Michael Joo was born to Korean parents in 1966 in Ithaca, New York. He studied at Washington University and went on to complete his masters at Yale School of Art.
Through sculpture, video, and installation Joo addresses the complexity of our relationship to technology, nature and spirituality. His work references science and religion equally, looking at technology and its infrastructures as a way to explore social relations and the formation of identity.
From the start of his career Joo has focused in his work on the processes through which visible entities (like the human body, or flora and fauna in nature) consume invisible calories, and the crystallized byproducts generated by these processes. Joo combines making art with the apparently scientific theme of production of matter-energy and with the expenditure of calories of the human being during physical and psychological effort to achieve a state of diversity.
Joo’s work gives concrete visible form to units of mental thought and physical reaction, breaking down the confines between the results of natural phenomena (which can be comprehended by means of scientific theories) and artistic production.
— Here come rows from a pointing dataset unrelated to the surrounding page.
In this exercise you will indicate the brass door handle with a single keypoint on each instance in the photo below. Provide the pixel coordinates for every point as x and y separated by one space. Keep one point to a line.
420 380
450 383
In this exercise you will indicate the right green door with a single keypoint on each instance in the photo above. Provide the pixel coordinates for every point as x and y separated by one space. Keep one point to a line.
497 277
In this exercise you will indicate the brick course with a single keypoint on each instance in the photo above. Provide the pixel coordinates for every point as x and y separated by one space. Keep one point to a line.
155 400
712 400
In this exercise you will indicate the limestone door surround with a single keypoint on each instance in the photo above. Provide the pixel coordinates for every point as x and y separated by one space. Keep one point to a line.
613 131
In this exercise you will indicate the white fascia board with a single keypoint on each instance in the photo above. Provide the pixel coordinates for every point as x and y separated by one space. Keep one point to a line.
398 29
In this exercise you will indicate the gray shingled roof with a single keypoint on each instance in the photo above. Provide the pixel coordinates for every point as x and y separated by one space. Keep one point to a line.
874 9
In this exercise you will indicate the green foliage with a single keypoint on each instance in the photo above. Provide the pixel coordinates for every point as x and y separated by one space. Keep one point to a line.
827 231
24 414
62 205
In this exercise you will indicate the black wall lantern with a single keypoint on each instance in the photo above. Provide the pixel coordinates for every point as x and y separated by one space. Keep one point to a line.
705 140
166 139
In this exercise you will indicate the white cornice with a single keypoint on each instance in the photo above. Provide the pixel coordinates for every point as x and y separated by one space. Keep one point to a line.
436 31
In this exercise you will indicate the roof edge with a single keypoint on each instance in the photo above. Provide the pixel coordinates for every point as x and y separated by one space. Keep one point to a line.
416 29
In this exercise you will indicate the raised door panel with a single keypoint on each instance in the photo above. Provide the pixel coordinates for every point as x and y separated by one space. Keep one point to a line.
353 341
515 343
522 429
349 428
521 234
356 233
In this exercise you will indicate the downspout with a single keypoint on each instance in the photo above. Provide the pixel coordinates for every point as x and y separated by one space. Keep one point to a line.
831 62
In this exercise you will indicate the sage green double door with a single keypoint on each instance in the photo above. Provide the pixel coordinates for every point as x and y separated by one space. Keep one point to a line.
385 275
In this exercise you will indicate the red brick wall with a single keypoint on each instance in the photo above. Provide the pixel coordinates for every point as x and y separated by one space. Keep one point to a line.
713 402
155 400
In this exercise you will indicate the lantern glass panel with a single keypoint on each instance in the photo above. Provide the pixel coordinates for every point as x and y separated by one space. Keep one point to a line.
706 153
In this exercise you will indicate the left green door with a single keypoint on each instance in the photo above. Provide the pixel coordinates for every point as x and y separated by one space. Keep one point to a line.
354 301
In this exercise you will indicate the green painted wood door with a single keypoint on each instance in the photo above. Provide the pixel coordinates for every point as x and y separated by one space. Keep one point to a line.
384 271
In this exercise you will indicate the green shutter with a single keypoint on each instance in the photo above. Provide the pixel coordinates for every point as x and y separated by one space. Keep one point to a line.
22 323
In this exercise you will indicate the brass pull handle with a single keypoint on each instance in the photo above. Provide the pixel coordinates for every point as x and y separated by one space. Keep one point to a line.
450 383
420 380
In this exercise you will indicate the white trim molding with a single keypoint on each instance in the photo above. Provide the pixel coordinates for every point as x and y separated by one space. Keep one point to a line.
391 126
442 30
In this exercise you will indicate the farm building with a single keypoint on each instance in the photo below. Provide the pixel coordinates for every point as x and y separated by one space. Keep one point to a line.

Joo has had solo exhibitions at the Walker Art Center of Minneapolis, the Stedelilijk Museum of Amsterdam, the Bohen Foundation, New York; the Asia Society, New York; the MIT List Visual Art Center, Cambridge; and the Palm Beach Institute for Contemporary Art, Lake Worth, Florida, among others. He was included as one of two artists in the South Korean Pavilion at the Venice Biennale in 2001 and was awarded the grand prize at this year’s Gwangju Biennale in Gwangju, South Korea.